A malicious node can construct an invalid Join Proxy message. Suppose, the destination port is the coaps port. In that case, a Join Proxy can accept the message and add the routing addresses without checking the payload. The Join Proxy then routes it to the Registrar. In all cases, the Registrar needs to receive the message at the join-port, checks that the message consists of two parts and uses the DTLS payload to start the BRSKI procedure. It is highly unlikely that this malicious payload will lead to node acceptance.

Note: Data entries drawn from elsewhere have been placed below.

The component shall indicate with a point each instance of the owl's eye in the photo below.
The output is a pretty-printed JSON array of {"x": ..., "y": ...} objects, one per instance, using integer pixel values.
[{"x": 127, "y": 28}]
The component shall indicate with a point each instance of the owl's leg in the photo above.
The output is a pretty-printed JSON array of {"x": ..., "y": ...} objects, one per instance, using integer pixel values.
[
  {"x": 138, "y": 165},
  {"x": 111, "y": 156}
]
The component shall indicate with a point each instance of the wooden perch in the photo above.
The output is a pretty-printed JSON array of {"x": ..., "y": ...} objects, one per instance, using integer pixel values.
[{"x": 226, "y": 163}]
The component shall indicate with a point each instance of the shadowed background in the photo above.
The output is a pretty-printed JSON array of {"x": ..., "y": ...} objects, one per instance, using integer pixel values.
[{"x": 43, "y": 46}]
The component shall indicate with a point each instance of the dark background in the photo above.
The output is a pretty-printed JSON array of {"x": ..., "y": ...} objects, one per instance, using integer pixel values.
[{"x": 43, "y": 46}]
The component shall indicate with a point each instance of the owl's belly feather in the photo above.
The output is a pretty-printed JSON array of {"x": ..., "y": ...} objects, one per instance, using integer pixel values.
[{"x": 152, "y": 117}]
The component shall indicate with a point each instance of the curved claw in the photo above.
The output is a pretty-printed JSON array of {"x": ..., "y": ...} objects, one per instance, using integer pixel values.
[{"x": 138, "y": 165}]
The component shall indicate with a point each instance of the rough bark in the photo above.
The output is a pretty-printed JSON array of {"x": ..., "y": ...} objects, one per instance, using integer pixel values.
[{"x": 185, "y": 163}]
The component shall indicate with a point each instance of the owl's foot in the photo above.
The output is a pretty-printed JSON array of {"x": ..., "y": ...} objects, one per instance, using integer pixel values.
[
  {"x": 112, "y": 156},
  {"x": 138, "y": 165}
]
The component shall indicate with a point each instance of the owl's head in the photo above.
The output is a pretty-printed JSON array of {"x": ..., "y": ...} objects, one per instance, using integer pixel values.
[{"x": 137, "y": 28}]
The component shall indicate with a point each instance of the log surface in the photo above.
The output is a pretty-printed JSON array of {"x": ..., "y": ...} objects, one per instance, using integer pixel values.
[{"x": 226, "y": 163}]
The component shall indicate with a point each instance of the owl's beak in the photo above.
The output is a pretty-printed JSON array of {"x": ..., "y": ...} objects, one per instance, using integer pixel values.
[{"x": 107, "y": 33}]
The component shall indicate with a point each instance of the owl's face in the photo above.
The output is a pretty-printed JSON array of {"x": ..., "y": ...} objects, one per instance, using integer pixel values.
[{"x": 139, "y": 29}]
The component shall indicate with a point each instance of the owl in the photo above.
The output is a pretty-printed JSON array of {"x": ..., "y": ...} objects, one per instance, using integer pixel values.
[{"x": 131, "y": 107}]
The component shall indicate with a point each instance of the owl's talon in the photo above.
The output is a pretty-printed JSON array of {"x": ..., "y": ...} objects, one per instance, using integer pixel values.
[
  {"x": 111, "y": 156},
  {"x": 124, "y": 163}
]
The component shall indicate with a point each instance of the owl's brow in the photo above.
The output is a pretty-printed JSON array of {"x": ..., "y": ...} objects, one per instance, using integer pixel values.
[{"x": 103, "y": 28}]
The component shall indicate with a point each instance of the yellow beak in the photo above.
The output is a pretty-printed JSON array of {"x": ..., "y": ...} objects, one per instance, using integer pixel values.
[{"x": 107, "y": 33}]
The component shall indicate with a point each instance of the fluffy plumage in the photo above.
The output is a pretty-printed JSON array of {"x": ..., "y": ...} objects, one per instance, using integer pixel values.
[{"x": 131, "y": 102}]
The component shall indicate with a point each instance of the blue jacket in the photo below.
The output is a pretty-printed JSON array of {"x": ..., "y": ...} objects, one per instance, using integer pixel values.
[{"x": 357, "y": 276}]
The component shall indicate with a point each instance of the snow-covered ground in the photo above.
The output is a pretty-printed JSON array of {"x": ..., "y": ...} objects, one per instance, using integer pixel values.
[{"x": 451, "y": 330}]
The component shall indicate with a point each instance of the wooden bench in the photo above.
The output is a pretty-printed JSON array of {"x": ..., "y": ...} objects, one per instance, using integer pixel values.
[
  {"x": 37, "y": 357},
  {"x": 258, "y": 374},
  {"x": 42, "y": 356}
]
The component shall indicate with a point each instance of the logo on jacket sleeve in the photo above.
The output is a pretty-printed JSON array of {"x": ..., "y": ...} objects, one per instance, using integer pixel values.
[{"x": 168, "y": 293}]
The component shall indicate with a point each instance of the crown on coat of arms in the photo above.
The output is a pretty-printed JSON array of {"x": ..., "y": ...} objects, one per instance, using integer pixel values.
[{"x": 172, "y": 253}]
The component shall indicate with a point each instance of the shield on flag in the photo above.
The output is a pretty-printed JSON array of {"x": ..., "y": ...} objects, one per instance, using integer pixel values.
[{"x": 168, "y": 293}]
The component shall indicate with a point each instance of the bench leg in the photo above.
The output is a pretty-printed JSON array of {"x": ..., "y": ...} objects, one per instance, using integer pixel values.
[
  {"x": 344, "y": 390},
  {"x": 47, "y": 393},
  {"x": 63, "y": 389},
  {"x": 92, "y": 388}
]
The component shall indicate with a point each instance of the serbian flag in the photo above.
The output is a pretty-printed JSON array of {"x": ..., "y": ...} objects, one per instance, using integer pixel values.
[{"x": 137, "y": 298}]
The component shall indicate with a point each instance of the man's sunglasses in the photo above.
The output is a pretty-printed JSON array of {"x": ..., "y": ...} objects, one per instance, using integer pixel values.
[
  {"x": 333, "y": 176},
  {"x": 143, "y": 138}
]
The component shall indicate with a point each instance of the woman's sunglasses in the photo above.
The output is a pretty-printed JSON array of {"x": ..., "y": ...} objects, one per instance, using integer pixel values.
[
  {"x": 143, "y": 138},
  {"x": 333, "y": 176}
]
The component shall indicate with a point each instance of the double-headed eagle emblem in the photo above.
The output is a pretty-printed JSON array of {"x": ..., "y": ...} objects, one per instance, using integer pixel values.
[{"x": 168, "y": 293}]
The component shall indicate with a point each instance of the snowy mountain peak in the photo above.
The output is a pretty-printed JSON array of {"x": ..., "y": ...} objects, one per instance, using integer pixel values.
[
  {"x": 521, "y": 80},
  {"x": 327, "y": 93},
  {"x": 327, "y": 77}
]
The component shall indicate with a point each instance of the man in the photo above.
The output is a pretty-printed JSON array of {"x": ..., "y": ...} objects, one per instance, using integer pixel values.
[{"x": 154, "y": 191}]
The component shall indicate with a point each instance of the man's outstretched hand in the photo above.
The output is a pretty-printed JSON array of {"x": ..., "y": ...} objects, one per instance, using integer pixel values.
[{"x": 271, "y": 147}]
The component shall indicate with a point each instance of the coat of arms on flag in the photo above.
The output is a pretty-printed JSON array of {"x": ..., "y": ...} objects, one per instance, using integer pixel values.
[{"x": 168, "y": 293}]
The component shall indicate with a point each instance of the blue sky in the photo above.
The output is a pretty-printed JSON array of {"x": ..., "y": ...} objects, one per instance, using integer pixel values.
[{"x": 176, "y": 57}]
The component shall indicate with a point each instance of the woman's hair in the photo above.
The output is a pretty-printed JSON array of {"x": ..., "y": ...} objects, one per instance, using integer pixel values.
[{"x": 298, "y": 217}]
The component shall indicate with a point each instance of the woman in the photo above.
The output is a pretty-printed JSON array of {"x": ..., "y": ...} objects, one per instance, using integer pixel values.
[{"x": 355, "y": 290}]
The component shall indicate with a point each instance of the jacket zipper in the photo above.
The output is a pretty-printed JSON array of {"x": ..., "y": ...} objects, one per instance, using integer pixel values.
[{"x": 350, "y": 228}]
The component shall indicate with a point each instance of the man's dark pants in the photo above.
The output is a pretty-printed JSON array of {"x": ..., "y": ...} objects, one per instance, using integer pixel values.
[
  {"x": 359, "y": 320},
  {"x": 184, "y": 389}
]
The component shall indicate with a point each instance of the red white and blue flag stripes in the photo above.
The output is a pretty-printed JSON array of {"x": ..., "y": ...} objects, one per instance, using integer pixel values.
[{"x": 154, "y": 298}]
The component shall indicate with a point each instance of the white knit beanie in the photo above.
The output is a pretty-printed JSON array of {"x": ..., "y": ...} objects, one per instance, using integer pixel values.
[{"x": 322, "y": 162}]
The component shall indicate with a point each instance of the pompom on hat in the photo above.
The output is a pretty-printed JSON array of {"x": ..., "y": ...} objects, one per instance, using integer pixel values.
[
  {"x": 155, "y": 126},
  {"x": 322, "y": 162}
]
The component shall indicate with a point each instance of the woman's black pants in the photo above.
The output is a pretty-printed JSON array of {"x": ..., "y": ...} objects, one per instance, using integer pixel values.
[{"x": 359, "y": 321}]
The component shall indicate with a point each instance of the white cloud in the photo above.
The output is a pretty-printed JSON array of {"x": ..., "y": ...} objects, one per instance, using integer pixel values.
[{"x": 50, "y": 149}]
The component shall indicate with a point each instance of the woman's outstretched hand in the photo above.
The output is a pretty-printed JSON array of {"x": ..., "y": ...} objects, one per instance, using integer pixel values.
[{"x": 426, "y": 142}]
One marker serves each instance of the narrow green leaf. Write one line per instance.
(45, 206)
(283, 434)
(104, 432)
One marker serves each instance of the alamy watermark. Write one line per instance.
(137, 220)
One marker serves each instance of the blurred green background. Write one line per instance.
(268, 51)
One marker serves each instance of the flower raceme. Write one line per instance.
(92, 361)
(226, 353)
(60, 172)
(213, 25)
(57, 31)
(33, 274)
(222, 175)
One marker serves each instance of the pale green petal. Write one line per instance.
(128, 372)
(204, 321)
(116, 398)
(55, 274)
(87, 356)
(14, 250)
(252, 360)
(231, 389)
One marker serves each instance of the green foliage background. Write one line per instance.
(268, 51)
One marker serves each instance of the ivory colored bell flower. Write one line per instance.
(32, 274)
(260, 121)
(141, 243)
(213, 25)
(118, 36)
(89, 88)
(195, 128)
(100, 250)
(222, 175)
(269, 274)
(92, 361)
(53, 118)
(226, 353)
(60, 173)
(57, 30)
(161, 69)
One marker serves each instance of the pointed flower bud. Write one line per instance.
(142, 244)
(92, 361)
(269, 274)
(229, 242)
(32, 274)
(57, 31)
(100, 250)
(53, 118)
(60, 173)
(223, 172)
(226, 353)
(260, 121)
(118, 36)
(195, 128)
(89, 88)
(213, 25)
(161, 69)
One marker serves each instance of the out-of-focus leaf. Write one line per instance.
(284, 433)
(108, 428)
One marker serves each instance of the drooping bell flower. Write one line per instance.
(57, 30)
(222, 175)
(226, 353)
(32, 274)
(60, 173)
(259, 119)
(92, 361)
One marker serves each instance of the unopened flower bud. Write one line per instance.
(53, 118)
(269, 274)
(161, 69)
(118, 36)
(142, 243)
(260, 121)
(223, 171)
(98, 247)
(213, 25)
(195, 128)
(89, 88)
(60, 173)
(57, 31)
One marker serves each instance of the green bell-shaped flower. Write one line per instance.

A malicious node can sniff the messages routed by the constrained Join Proxy. It is very unlikely that the malicious node can decrypt the DTLS payload. A malicious node can read the header field of the message sent by the stateless Join Proxy. This ability does not yield much more information than the visible addresses transported in the network packets.

==>

  The stateless proxy seems to allow outside attackers to send
  arbitrary packets to any link-local address inside.

Pvds==>

Like any node that can send link-local broadcast and unicast; I don’t think this is specific to the constrained Join Proxy.

==>

This looks like
  a new reflection service that must be kept operationally under
  control, in particular since enrolled Pledges may later act as well
  as Join Proxies. The security considerations text indicates that
  future work may address this issue by encrypting the CBOR array.  Is
  this sufficient, do we really want to standardize a new reflection
  service that we then fix in the future? I am also not sure why level
  2 protection (what is 'level 2'? layer 2? link-layer protection?)
  will actually resolve the problem, once I can route IP packets to a
  Join Proxy, I can let it forward traffic to arbitrary link-local
  addresses, no?

Pvds==>

No; only DTLS packets can be sent to Registrars. The latter decides in combination with manufacturer’s MASA if a node can be accepted in the network.

Level 2 => layer 2

Some new text is proposed.

OLD

   If such

   scenario needs to be avoided, then it is reasonable for the Join

   Proxy to encrypt the CBOR array using a locally generated symmetric

   key.  The Registrar would not be able to examine the result, but it

   does not need to do so.  This is a topic for future work

NEW

If such

   scenario needs to be avoided, the constrained Join

   Proxy MAY encrypt the CBOR array using a locally generated symmetric

   key.  The Registrar is not able to examine the encrypted result, but

   does not need to. The Registrar stores the encrypted header in the return packet without modifications. The constrained Join Proxy can decrypt the contents to route the message to the right destination.

==>

  Is there anything that prevents an attacker from creating a packet
  with a stack of JPY_messages, effectively source routing messages
  through a chain of Join Proxies? How will I debug such things if
  they happen?

Pvds==>

Interesting. In the added security text, I hope you agree to the answer. I don’t think debugging is necessary; although detecting malicious nodes is always a challenging occupation.